Macon’s Music and More
About 85 miles south of Atlanta in the historic heart of Georgia, Macon enjoys a progressive energy and a variety of attractions that range from ancient Indians to modern rock musicians.
Rock ’n’ roll fans will enjoy a visit to the Allman Brothers Band Museum at the Big House. The museum tells the story of the pioneering band that lived, wrote and rehearsed in the home in the early 1970s. The museum features lots of original instruments played by band members, as well as some of the clothes they wore, the travel cases they used on tour, and some handwritten lyric notebooks.
Groups interested in exploring more of Macon’s musical heritage should book an outing with Rock Candy Tours, a local company that highlights music history sites around the city. During the tours, visitors will see the homes, offices, “crash pads” and favorite local establishments frequented by some of the famous artists who spent time in Macon. Along the way, they also learn about some of the local characters who played pivotal background roles in helping the area’s rising stars.
Rock Candy Tours offers the experience as guided walking tours, trolley tours and step-on tours for motorcoach groups. The company also operates the Free Birds and Night Owls Pub Tour, which takes small groups to some of the downtown landmarks, nightclubs and local bars popular with Macon’s musical heroes.

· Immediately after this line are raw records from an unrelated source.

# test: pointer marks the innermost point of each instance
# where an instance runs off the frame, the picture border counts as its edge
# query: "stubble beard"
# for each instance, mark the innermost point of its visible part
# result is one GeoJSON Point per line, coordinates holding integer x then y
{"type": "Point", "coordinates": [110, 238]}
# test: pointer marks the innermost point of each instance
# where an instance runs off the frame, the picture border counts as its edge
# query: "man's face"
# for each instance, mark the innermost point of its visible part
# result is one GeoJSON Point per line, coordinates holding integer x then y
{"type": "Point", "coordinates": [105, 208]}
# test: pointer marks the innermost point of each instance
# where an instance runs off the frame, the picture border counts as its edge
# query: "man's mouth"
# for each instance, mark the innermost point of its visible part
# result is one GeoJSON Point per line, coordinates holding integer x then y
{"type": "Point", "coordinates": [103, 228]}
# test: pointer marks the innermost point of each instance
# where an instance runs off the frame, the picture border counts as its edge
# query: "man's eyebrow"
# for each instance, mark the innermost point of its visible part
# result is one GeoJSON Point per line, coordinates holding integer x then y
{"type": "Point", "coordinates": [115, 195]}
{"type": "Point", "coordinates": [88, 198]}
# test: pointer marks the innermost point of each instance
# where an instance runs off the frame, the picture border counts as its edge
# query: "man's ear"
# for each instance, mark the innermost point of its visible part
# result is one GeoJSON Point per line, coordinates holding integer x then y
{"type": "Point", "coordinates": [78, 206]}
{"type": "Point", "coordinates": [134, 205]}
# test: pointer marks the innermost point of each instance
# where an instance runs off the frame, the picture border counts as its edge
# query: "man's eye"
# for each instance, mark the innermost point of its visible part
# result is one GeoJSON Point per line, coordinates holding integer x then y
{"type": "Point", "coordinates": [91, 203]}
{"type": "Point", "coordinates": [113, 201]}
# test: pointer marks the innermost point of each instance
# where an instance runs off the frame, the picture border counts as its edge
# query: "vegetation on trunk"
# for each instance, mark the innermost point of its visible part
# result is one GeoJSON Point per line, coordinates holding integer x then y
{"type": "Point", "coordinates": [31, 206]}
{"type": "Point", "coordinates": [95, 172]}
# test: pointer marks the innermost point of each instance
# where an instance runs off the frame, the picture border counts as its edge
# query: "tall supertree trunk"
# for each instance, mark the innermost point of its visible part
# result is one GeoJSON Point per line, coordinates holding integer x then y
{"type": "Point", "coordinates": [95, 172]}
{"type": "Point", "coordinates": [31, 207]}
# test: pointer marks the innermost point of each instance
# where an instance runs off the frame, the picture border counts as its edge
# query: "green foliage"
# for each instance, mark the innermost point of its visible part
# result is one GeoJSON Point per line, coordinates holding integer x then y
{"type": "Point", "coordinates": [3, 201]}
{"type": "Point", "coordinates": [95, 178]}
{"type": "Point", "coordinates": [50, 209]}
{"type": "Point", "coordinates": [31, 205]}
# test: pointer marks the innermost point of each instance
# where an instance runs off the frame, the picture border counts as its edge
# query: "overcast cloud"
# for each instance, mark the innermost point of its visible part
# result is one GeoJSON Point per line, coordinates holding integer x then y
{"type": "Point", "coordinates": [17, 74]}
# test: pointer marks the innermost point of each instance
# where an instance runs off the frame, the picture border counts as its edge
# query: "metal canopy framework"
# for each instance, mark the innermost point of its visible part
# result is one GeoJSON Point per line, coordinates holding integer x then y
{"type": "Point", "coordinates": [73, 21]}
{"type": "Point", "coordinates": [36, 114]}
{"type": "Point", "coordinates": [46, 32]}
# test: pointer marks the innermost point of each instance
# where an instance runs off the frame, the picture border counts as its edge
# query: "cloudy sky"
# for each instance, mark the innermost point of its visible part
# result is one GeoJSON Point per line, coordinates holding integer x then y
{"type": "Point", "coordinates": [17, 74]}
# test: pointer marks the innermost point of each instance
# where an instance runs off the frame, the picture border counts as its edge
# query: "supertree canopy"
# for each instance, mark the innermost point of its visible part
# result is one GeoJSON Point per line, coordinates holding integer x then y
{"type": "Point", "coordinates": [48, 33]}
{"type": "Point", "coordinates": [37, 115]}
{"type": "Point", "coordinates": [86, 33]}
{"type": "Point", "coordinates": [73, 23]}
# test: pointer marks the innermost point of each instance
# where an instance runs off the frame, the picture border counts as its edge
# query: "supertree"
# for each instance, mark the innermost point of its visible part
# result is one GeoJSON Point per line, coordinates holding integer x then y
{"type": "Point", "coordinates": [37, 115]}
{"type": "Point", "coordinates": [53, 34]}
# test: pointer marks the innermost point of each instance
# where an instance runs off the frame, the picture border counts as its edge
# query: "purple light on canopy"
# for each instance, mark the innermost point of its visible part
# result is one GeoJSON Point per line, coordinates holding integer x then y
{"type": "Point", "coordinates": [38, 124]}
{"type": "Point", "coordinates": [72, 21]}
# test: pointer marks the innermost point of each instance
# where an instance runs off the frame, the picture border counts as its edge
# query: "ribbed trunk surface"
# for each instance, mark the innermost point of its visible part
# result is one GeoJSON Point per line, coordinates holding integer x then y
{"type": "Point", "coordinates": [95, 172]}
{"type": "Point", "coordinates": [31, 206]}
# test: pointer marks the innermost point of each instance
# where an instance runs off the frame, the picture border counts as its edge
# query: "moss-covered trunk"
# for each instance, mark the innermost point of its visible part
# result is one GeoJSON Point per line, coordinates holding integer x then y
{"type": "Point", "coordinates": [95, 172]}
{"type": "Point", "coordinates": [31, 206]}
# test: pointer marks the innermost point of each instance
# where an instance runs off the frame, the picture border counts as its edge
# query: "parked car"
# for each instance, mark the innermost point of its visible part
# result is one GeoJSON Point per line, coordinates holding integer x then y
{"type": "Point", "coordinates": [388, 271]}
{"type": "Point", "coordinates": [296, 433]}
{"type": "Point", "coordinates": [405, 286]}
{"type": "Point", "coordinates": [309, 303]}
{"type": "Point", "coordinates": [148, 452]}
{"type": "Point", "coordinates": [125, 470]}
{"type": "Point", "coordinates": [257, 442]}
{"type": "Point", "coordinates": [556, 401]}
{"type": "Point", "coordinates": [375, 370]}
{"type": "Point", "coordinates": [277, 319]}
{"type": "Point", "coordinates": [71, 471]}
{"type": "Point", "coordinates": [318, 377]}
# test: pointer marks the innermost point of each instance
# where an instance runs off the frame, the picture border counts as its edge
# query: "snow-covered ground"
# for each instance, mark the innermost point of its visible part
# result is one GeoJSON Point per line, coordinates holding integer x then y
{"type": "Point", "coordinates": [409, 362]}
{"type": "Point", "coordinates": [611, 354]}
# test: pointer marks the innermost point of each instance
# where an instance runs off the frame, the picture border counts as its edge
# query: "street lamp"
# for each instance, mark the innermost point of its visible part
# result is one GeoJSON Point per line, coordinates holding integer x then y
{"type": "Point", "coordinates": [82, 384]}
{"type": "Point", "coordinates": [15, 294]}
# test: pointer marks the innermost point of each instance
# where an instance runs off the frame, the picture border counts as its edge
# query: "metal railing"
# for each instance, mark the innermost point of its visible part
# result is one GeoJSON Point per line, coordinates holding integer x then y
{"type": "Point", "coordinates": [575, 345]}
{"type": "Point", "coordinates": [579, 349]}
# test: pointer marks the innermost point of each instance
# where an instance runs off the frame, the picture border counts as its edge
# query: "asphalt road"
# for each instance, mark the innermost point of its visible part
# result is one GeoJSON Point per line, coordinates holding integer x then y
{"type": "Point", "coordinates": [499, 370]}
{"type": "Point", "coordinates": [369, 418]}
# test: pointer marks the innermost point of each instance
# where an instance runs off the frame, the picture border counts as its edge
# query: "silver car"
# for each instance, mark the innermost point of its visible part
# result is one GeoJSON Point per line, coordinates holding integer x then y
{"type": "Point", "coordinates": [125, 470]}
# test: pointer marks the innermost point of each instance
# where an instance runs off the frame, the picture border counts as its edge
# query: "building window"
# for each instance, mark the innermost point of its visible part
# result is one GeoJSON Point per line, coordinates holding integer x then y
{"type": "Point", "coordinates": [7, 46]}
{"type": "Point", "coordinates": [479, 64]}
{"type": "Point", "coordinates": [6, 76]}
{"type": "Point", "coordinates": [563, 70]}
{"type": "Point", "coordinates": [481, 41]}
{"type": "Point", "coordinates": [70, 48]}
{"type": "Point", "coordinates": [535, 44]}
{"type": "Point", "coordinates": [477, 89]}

On the outskirts of town, Ocmulgee National Monument marks the site where a number of prehistoric Indian cultures built burial and ceremonial mounds. Groups can visit a museum at the visitors center and walk into a reconstructed ceremonial mound to learn about the rituals that took place there many centuries ago.
Closer to downtown, the Hay House is a wonderful example of antebellum architecture. Built between 1845 and 1849, this seven-story home was inspired by palatial architecture in Europe and features vaulted ceilings, stained-glass windows and doors, detailed wall murals and a hidden room. Group tours visit three floors of the home, including its large basement, and the wine cellar beneath the front porch.
On Georgia’s Atlantic coast, Savannah has earned a reputation as a classic Southern charmer, with landscaped public squares and immaculately restored historic homes. Groups touring the city will hear story after gripping story of the distinctive men and women who have made the city what it is today.
The best way for a group to begin a visit to Savannah is on a trolley tour. During the course of the tours, drivers tell some of the great stories of Savannah’s beginnings and its 20th-century renaissance. The city was founded in 1733 by Gen. James Oglethorpe and a number of English settlers as the seat of the Georgia colony. Oglethorpe planned the city’s design before even arriving, laying it out on a grid of blocks that surrounded 24 public squares.
Today, 22 of those public squares still exist, giving Savannah its distinct character. Each square is unique, but many feature beautiful flowers and iconic live oak trees draped with Spanish moss. Each square also has a historical monument in the middle, and tour guides tell the stories of some of the most famous monuments and the people they honor.
First African Baptist Church has one of the most compelling stories in all of Savannah. The church was formed by slaves in 1777; in 1855, slaves working on area plantations constructed the current building in their precious free time.
During a tour, groups hear about the church’s role in Savannah history — it was here that the Emancipation Proclamation was first read aloud in the city — and see its historic furnishings. The balcony has pews dating back to the 1870s, some of which are adorned with mystical inscriptions in foreign languages.
In Pooler, a small town just outside Savannah, travelers hear more stories of valor at the Mighty 8th Air Force Museum. This division of the Army Air Force served heroically in England during World War II.
The impressive exhibits at this museum give visitors a well-rounded understanding of the history of the Mighty 8th and the young soldiers’ experiences abroad. In addition to artifact galleries, the museum features “the Mission Experience,” a series of immersive films that give visitors a glimpse at a day in the life of a bomber pilot and crew.